Ensembles of classifiers by Evolutionary Algorithms
The effectiveness of a classifier ensemble depends on the selection of accurate and diverse classification models, that is, the committee should be composed by precise models which make different prediction mistakes.
Finding the optimal global solution is a difficult problem since the number of possible combinations of classifiers is very large, making the search space very broad.
Evolutionary Algorithms are metaheuristics that have been shown to be effective in NP-hard problems and one of their advantages over traditional search methods is they are less likely to get stuck in a local optimum; the main reason for that is due to the fact that they process a set of solutions (population), instead of just one solution.
Furthermore, there are diversity-guided Evolutionary Algorithms in which the selection of the individuals to compose the next generation is based on the similarity between the members of the population.

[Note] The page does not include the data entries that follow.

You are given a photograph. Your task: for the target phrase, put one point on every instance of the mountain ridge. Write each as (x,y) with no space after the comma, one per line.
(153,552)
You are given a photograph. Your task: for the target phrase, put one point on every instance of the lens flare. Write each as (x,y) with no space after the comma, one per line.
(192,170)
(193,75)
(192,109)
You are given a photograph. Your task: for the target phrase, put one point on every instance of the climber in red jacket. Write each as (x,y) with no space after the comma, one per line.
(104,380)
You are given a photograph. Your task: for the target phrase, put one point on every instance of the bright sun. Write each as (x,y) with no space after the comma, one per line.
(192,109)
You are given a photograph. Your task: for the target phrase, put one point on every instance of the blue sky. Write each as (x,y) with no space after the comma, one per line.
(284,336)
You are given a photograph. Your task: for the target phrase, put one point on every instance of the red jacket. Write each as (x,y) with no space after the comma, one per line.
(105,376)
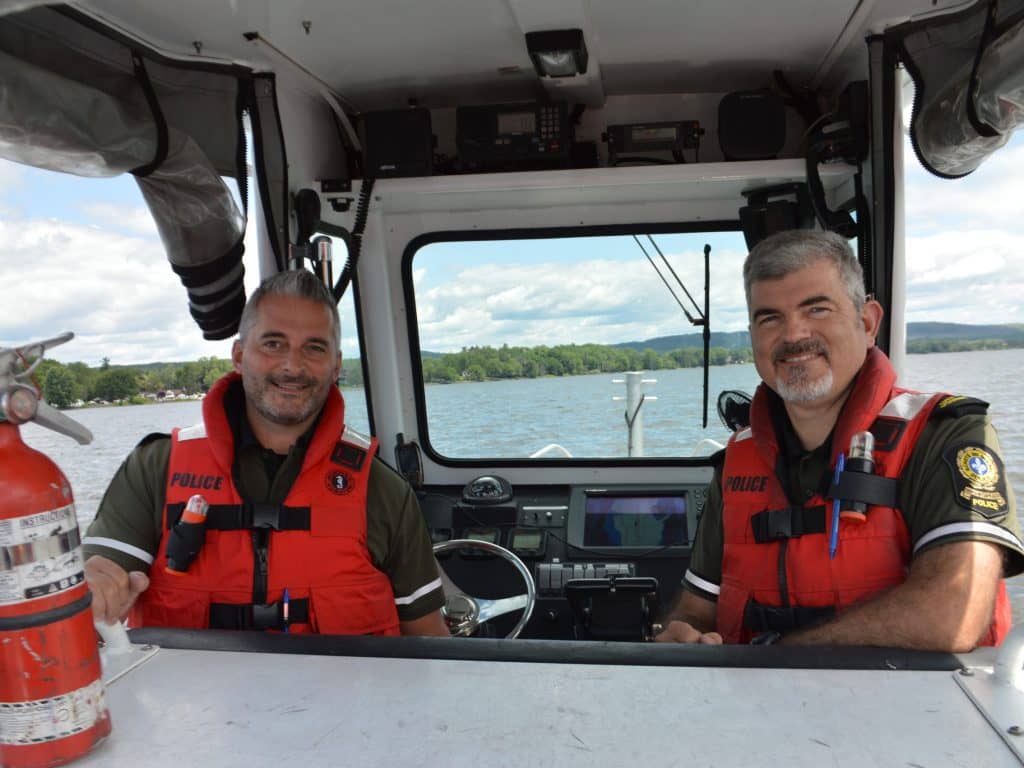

Given these characteristics, the use of Evolutionary Algorithms with diversity-enforcing heuristics is an appropriate approach to optimize the construction of ensembles.
Therefore, an Evolutionary Algorithm, which encourages the selection of diverse classifiers to form the committee, was developed in this project, it is called Diversity-based Classifier Ensemble (DCE).
However, running this Evolutionary Algorithm to create ensembles consumes a great amount of processing power and memory.
For that reason, a parallel Evolutionary Algorithm called Parallel Diversity-based Classifier Ensemble (PDCE) was also developed in this project using the global parallelization model to distribute the computational cost among multiple CPUs.
The preliminary results obtained from the computational experiments indicate that the DCE and PDCE algorithms can be useful tools for solving the classifier ensembles optimization problem when compared with exhaustive search methods.
Still, based on these results, some points of improvement and some aspects of the adopted approach will be further investigated in the continuation of this project.